Hatred doesn’t need a reason. It exists for itself. It serves itself. It satisfies itself. Anything that stands in the way of self warrants hatred. Hatred wants to destroy anyone and anything that gets in the way of self.
What would compel the apostles to defy such monstrous hatred? Why cause strife? The simplest answer would be to go back to what they were doing before Jesus began all the troubles in the first place. If they’d just left well enough alone, Stephen would never have been stoned. Persecution would never have started. Countless lives would have been spared. Yet, when the high priest brought accusation against them – “We gave you strict orders not to continue teaching in this name, and yet, you have filled Jerusalem with your teaching and intend to bring this man’s blood upon us” – they only replied, “We must obey God rather than men.”

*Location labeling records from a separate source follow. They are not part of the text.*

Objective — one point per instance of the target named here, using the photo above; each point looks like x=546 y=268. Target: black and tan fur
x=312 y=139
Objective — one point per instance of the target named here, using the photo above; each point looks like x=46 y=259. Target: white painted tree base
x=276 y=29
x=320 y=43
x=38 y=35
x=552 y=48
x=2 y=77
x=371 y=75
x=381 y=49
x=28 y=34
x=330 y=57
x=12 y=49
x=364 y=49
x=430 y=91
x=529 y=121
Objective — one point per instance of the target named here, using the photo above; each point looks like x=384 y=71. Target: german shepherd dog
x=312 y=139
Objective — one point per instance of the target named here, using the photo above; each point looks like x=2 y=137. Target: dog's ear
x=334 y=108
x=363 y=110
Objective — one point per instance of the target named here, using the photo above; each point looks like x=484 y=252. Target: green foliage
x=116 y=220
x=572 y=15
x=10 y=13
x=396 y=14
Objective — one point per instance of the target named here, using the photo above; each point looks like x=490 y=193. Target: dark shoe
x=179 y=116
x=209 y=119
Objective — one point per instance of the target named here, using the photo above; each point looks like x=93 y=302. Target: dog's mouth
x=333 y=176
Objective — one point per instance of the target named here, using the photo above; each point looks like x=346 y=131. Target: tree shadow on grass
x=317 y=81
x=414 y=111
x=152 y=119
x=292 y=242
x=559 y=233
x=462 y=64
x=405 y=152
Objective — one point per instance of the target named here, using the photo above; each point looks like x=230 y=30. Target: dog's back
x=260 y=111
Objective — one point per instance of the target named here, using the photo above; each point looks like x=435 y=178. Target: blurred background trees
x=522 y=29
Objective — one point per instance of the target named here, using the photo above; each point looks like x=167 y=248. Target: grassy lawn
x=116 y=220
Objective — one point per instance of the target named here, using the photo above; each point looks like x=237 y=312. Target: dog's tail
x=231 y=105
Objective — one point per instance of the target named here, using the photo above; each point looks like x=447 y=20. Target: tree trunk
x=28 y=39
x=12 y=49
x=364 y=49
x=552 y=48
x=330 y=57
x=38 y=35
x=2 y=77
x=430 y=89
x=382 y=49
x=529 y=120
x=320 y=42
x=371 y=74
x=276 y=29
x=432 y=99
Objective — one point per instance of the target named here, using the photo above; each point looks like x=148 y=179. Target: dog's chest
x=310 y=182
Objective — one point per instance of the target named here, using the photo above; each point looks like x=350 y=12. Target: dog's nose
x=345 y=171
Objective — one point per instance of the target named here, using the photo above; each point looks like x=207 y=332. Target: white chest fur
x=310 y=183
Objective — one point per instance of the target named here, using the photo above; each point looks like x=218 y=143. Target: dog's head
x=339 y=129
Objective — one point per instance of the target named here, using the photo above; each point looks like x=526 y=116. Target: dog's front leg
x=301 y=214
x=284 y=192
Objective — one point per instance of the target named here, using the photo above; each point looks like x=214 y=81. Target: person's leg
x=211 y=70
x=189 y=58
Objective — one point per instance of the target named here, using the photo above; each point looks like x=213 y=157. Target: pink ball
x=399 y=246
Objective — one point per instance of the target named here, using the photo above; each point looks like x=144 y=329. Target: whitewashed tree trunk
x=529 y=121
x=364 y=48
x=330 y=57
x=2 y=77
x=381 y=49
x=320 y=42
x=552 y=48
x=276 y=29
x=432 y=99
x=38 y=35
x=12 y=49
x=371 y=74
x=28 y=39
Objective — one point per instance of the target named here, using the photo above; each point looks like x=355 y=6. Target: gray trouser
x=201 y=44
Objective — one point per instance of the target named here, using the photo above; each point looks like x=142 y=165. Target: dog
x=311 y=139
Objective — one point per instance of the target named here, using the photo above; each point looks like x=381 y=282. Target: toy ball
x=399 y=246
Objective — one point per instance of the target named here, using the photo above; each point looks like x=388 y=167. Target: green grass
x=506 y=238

The word translated “must” (KJV: “ought”) shows a moral obligation or necessity based on divine appointment. It comes from a root word meaning to knit or bind. The apostles’ defense was that they were bound to obey God. They weren’t teaching and preaching simply because they felt like it, but because they were constrained by the Spirit to do it.
The God-bound life exasperates those who don’t love the Lord Jesus. They cannot comprehend the love Christians feel toward their Savior. The desire to gather with other imperfect believers and sing songs of hope and trust and joy and thanks and praise to Jesus baffles the unregenerate mind. To see people read and study and listen to talks about the same Book week after week irritates unbelievers irremediably.

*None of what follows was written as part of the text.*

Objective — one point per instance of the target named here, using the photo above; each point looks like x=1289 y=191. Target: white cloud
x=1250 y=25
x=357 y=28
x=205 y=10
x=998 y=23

For the redeemed by grace, the God-bound life is the most liberating, soul-satisfying life imaginable. The joy of walking in fellowship with Christ and making much of Him is a source of indescribable delight. Forsaking sin is no loss It’s deliverance. Gathering with Christ’s church is no hardship. It’s communion. Singing psalms, hymns, and spiritual songs is no drudgery. It’s a celebration. Rereading and rehearsing the Bible is no burden. It’s a comfort.
May the church today stand and obey, bound to Christ by grace.